Directory protocols have come to dominate the market — and not only where you’d expect.
Why they won at small scale
Even in systems snooping could serve, directories are now more common — because they permit point-to-point links in the interconnect. No totally ordered broadcast medium, no bus electrical limits. Coherent HyperTransport and QPI exist for exactly this reason.
Why they won at large scale
For hundreds or thousands of nodes, directories are the only viable option. The numerous snooping optimizations of §7.6 can mitigate snooping’s bottlenecks — fundamentally, none can eliminate them.
Given that scalability, the authors expect directory protocols to keep their crown for the foreseeable future.
The heretical footnote
One hedge: future highly scalable systems may simply not be coherent — or not coherent everywhere.

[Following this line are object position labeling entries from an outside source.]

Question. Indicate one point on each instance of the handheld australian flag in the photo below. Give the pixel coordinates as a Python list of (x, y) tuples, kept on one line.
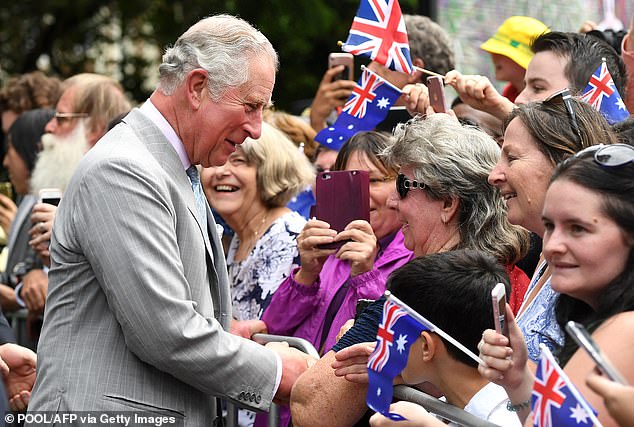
[(400, 328), (368, 105), (556, 402), (397, 332), (378, 31), (602, 94)]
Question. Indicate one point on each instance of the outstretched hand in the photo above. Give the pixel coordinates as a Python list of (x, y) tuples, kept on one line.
[(18, 374), (478, 92), (352, 362)]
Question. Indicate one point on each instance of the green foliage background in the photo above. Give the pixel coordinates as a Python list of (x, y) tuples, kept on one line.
[(65, 37)]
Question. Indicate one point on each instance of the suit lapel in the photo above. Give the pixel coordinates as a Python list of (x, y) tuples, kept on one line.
[(163, 151), (165, 154)]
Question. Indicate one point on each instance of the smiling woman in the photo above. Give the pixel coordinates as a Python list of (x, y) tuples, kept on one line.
[(250, 192), (537, 136)]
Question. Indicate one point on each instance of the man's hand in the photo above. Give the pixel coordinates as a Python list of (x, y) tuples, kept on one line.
[(479, 93), (247, 328), (294, 363), (18, 374), (330, 95), (8, 210), (352, 362), (34, 289), (42, 217)]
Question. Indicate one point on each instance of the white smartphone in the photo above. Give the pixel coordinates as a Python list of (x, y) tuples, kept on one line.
[(436, 89), (498, 300), (345, 59), (52, 196), (585, 341)]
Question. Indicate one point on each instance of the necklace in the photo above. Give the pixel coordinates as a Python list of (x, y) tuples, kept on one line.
[(258, 230)]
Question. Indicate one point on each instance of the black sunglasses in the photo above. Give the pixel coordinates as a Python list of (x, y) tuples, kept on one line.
[(403, 185), (612, 155), (572, 117)]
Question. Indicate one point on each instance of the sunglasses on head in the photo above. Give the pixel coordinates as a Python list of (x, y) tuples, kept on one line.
[(612, 155), (572, 117), (404, 184)]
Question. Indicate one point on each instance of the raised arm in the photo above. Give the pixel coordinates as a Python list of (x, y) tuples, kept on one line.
[(319, 398)]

Two sketches:
- Partitioned coherence: coherent subsystems, with no coherence maintained across subsystems.
- The supercomputer precedent: Cray machines have shipped either with no coherence at all (T3E) or with coherence that restricts which data may be cached (X1).
Chapter 10’s heterogeneous systems — where GPUs and accelerators bring their own ideas about coherence — return to exactly this tension.
Check yourself
1.Why do directory protocols dominate even SMALL-scale systems, where snooping's bottlenecks barely bite?
2.For systems scaling to hundreds or thousands of nodes, what does the book say about the snooping-vs-directory choice?
3.What alternative future does the book sketch for HIGHLY scalable systems?